Après avoir été chaudement reçus par les troupes chargées de défendre les remparts, Livingston et Brown, dont l'attaque n'était d'ailleurs qu'une feinte, s'étaient repliés sur le quartier général. Il ne nous reste donc plus qu'à rejoindre la division d'Arnold et à développer les péripéties du combat de la rue Sault-au-Matelot qui fut le plus meurtrier, le plus long, le plus émouvant et le plus décisif de toute la nuit.
Aussitôt qu'il avait aperçu, par-dessus les hauteurs du faubourg Saint-Jean, les fusées lancées par Montgomery, le colonel Arnold s'était mis en marche avec sa division. Il allait à la tête de la colonne, ayant à son côté Marc Evrard qu'il avait nommé officier de son état-major, autant pour s'attacher le jeune homme, qu'il estimait beaucoup, que pour s'attirer la sympathie des Canadiens, et faire taire la jalousie des soldats de la compagnie d'Evrard qui murmuraient hautement de se voir commandés par un étranger.
Ils traversèrent sans obstacle le faubourg Saint-Roch et le quartier du Palais qui étaient tout-à-fait déserts, et, après avoir longé le Parc, débouchèrent dans la rue Saint-Charles.
On sait que la rue Saint-Paul n'existait pas alors et que la marée venait presque baigner la base du roc, ne laissant au pied du précipice que l'étroit passage qui existe encore en arrière de la rue Saint-Paul, en bas de la porte Hope. A cet endroit le rocher forme en tombant une saillie considérable; là s'élevait la première barricade, barrant l'extrémité de la vieille rue Sault-au-Matelot.
Bien que les Bostonnais avançassent le plus doucement possible, on les entendit ou on les aperçut de la haute ville; car à peine le colonel Arnold, en arrivant à la première barrière, allait-il en donner l'assaut, que la fusillade éclata du haut des remparts.
Ces premiers coups de feu firent beaucoup de mal aux assaillants. Une balle vient frapper à la jambe Arnold, qui tombe à la renverse. On s'empresse autour de lui, Marc Evrard le premier. Au même instant une seconde décharge de mousqueterie part de la haute ville et renverse Evrard tout sanglant auprès du colonel.

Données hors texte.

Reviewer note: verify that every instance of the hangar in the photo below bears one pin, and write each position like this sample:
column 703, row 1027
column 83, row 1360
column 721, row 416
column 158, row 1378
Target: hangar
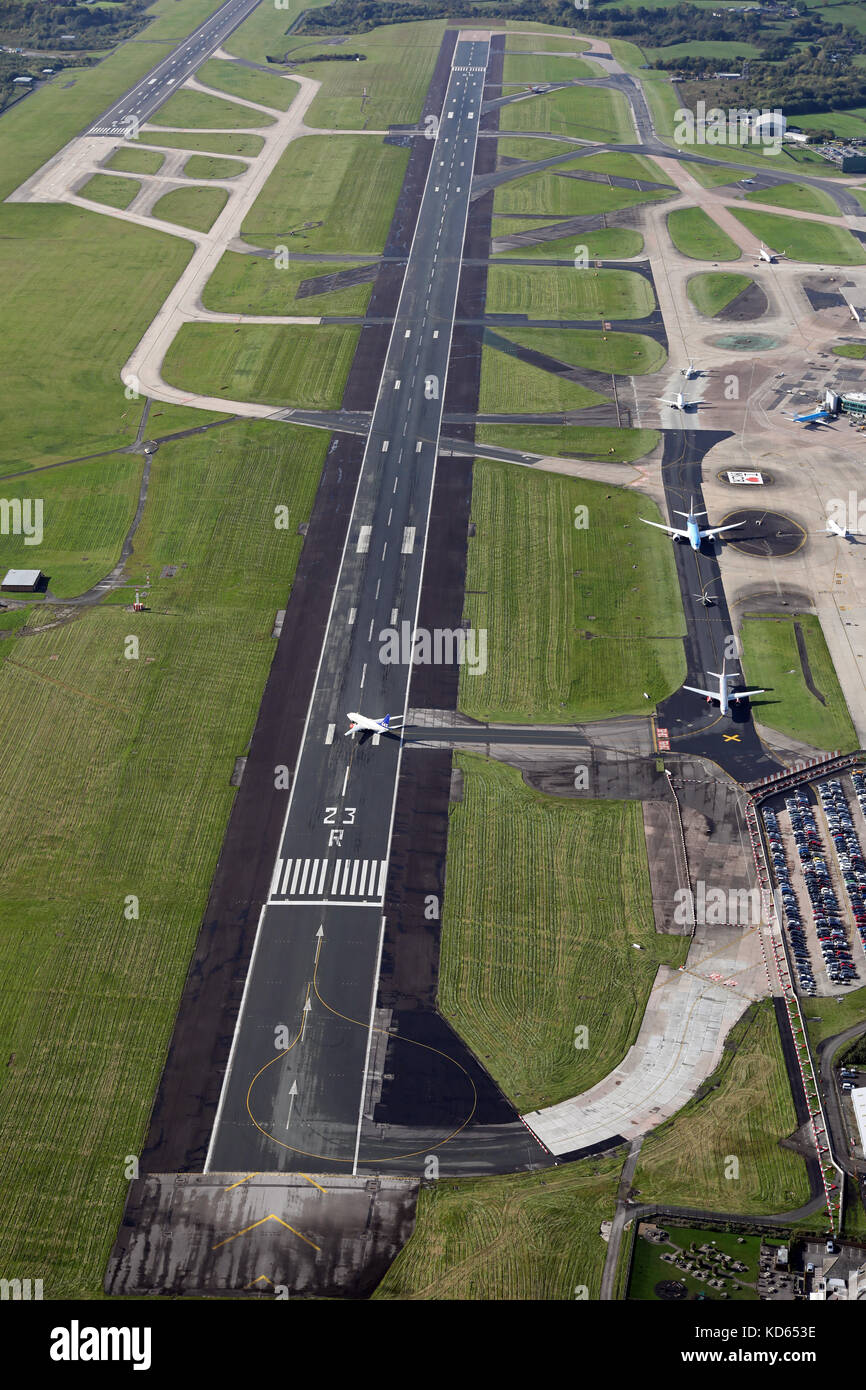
column 22, row 581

Un homme se précipite hors des rangs et se jette, désespéré, vers le jeune homme qui fait d'inutiles efforts pour se remettre sur pied.
—Vous êtes blessé! monsieur Marc, s'écrie Tranquille en le soutenant avec une tendresse indicible.
—Oui, Célestin. La fatalité me poursuit!
Incapable de faire le moindre mouvement et voyant qu'il sera plus nuisible qu'utile aux siens, Arnold demande à être transporté à l'Hôpital-Général, et ordonne qu'on emporte Evrard en même temps que lui.